The Beige Book based on information collected before April 4 2011 was modestly upbeat. The economy in the 12 regional Fed districts 'generally continued to improve'. The Fed stated that 'while many districts described the improvements as only moderate, most districts stated that gains were widespread across sectors'. Concerning recent surges in commodity prices, the survey revealed that pressures to increase wages were 'weak or subdued'.
The report indicated that economic activity 'generally continued to improve' since the last report. Meanwhile, the near-term outlook was 'most often upbeat' despite high uncertainties noted in some districts. Manufacturing led the growth with increased hiring. 10 of the 12 Districts reported a further pickup in production, while Cleveland and Dallas observed steady to slightly improving activity. Consumer spending rose 'modestly' while business services improved in most districts. Nonfinancial services generally reported expansion with demand for business-to-business services increasing in the Boston, Philadelphia, Richmond, Minneapolis, and San Francisco districts. However, residential and commercial real estate performance was mixed across districts. 7 of the districts described 'commercial real estate as slightly improved', while 5 noted that their 'markets were flat'. On the whole, a few districts cited 'pockets of improvement' in the residential markets.
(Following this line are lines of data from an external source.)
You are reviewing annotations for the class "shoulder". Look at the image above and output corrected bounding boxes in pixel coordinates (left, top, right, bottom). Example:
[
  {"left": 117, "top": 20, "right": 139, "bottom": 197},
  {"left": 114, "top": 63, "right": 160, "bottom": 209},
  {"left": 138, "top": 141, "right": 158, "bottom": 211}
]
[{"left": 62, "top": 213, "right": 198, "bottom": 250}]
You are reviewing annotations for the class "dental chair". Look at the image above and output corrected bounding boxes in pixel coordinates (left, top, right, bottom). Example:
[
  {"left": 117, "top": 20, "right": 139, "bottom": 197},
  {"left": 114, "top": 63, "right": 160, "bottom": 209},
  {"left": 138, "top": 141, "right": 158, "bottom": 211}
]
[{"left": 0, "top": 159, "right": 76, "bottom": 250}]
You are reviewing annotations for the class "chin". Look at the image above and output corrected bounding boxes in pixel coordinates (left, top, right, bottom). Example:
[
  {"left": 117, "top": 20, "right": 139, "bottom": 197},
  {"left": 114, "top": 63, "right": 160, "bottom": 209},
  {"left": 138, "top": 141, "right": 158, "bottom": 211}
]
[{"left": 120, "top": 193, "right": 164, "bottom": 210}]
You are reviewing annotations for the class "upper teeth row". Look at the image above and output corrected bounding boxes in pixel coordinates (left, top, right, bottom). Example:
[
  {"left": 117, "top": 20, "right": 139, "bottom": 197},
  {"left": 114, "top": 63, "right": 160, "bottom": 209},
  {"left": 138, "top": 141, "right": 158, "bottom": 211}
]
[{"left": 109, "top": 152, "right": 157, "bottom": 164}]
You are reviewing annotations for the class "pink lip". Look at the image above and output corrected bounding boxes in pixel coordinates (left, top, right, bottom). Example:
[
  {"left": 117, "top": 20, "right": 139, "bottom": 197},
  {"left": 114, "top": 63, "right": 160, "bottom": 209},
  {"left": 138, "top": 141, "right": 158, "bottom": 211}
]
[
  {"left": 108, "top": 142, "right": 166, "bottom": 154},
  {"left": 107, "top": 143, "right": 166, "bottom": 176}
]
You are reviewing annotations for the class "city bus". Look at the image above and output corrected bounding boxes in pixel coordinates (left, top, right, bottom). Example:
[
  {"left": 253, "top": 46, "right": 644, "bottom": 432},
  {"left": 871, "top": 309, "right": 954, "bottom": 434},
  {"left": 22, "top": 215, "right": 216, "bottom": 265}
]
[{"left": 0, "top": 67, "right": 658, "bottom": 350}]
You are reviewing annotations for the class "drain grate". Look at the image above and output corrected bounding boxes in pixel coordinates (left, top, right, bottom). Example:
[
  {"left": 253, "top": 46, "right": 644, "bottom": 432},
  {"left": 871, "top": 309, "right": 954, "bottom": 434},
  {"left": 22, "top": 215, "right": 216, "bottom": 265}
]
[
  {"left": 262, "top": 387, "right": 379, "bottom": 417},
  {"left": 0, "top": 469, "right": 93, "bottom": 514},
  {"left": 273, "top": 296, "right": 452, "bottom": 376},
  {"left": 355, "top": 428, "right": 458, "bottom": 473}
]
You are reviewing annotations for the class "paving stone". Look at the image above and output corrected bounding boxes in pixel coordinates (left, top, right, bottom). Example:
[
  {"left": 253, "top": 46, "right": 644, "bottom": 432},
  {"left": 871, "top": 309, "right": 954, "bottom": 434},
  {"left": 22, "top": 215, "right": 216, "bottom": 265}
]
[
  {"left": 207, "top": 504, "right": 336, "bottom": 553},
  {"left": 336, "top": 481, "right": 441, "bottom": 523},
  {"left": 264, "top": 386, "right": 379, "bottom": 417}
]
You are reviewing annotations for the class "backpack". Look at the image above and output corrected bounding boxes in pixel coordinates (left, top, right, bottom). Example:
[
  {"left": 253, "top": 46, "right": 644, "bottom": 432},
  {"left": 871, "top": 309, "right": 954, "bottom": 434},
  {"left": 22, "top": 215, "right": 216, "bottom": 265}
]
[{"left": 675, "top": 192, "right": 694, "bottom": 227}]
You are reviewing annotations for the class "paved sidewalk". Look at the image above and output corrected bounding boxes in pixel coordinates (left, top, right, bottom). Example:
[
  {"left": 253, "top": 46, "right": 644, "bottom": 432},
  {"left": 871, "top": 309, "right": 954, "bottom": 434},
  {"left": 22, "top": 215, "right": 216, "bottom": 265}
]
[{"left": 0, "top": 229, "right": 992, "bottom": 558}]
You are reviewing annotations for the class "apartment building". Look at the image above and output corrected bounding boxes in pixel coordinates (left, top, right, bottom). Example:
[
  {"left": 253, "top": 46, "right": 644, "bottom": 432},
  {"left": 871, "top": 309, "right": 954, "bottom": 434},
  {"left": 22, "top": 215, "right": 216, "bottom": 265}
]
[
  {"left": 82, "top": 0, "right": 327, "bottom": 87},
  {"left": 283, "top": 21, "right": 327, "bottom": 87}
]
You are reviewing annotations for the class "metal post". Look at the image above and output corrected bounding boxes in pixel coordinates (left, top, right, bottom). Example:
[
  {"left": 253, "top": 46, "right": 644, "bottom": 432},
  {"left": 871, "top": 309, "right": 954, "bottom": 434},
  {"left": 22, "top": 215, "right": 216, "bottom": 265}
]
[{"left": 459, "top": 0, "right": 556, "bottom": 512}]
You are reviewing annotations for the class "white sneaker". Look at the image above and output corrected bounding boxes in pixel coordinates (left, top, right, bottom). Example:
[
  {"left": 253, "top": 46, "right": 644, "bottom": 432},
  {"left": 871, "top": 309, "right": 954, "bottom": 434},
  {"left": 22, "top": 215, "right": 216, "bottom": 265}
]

Concerning input costs, most districts reported rises in commodity prices, particularly for energy prices. Wage pressures were, however, contained. Most districts described wage pressures as 'weak or subdued'. The ability to pass through cost increases varied across districts and sectors with manufacturers finding less difficult to raise prices than retail and construction.
The report is relatively upbeat when compared with previous ones. Improvement in economic outlook should be used by hawks as a reason for unwinding stimulus measures at the April Fed meeting. However, the majority of members will prefer waiting for more evidence before hiking interest rates. The bottom line is the asset-purchase program will expire in June while the Fed funds rate will stay at 0-0.25% for the rest of the year.